Semenjak kejadian penculikan masuk ke dalam berita di tv, para warga sudah mengetahui sosok diriku dan semakin akrab denganku. Keesokan harinya sekitar jam 1 siang, ketika aku sedang berbelanja di pasar. Aku melihat ke arah lapangan.
batinku, Tanah lapangnya terlihat teduh ternyata menyimpan tragedi.
Aku tetap merasa merinding dan melanjutkan tujuanku untuk berbelanja. Aku hanya membeli ikan karena dirumah masih ada beberapa sayuran sisa panen.
"Pak, berapa harga ikannya?" tanyaku.
"Harga 1 kg Rp. 30.000 Den. Buat Radenta Rp. 25.000 saja," kata Pak Cetho
"Pak jangan begitu. Aku tidak ingin menawar. Aku akan membayarnya dengan harga normal," kataku.
"Iya sudah. Kalau mau belanja ikan lagi datang kesini ya Radenta," pinta Pak Cetho.
"Iya pak. Mari pak," kataku dengan tersenyum.

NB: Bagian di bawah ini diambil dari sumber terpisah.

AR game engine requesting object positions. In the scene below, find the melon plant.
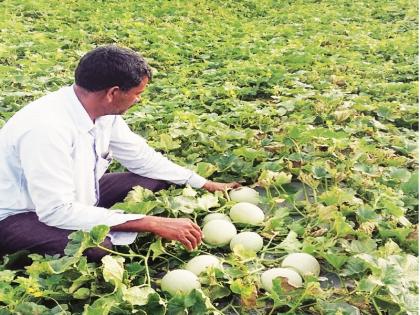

Tiba-tiba ada seseorang yang menepuk pundak ku. Sebenarnya aku sedikit terkejut. Ketika menoleh ke belakang.
Orang yang menepuk pundakku adalah Pak Shukiren. Dia memiliki tubuh sedikit gemuk dan hati selembut tisu. Dia adalah ayah Suli, Suli teman sekolahku semasa SD dulu.